RAW_BUFFERClick to expand / collapse

What is the issue?

Problem

After upgrading from Ollama v0.24.0 to v0.30, performance became much slower on the same machine with the same model and same prompt.

This is not related to RAG or Open WebUI retrieval. I tested with a normal prompt without RAG and the slowdown is still present.

Hardware

OS: Debian Linux
GPUs: 5x NVIDIA GTX 1070 Ti, 8 GB each
Total VRAM: around 40 GB
NVIDIA CUDA backend
Multi-GPU setup

Model

Model: gemma4:26b-a4b-it-q4_K_M
Also tested a forced GPU-offload copy using: PARAMETER num_gpu 999
The forced version did not fix the problem.

Ollama v0.24.0 behavior

VRAM usage: around 25 GB
GPU utilization: all 5 GPUs are used steadily, around 25%
GPU clocks go high, around 1.9 GHz
Same simple prompt without RAG:
- input_tokens: 50
- output_tokens: 978
- prompt_token/s: around 303.8
- response_token/s: around 34.26
- total_duration: around 30 seconds

Ollama v0.30 behavior

VRAM usage: around 20 GB
GPU utilization: abnormal
GPU clocks stay very low, sometimes around 139 MHz / 405 MHz
Power usage stays very low compared to v0.24
Same simple prompt without RAG:
- input_tokens: 39
- output_tokens: 812
- prompt_token/s: around 11.73
- response_token/s: around 5.62
- total_duration: around 2m29s

Additional log example from v0.30

Generation starts faster, then slows down continuously:

n_decoded = 100, tg = 32.66 t/s
n_decoded = 280, tg = 18.42 t/s
n_decoded = 456, tg = 9.90 t/s
n_decoded = 722, tg = 6.83 t/s

Expected behavior

Ollama v0.30 should have similar performance to v0.24.0 on the same model and hardware, or at least should not be 5x slower.

Actual behavior

v0.30 uses less VRAM, but performance is much worse. GPU clocks and power usage stay low, and GPU utilization becomes bursty instead of steady.

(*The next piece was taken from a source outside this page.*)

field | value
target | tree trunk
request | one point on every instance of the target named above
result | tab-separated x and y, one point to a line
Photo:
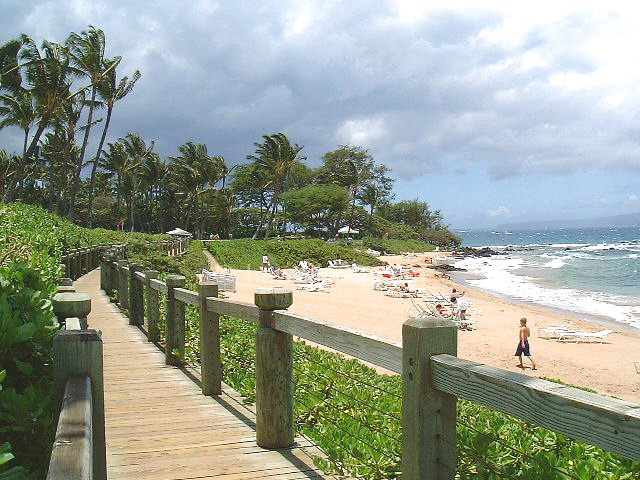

This looks like a regression in CUDA / multi-GPU scheduling / offload behavior in the newer llama.cpp / llama-server based runtime, especially on older Pascal GPUs.

Request

Can you check if v0.30 changed the GPU split/offload behavior compared to v0.24.0?

It seems the new version is choosing a worse execution plan for this 5x GTX 1070 Ti setup.

Update / Solution!!!

This issue is solved in my case.

The root cause was an outdated NVIDIA driver. I was using driver 535, but the newer Ollama version required driver 570 or newer for the CUDA runtime it was using.

After upgrading the NVIDIA driver to 570.211.01, Ollama started working correctly with CUDA/GPU acceleration again.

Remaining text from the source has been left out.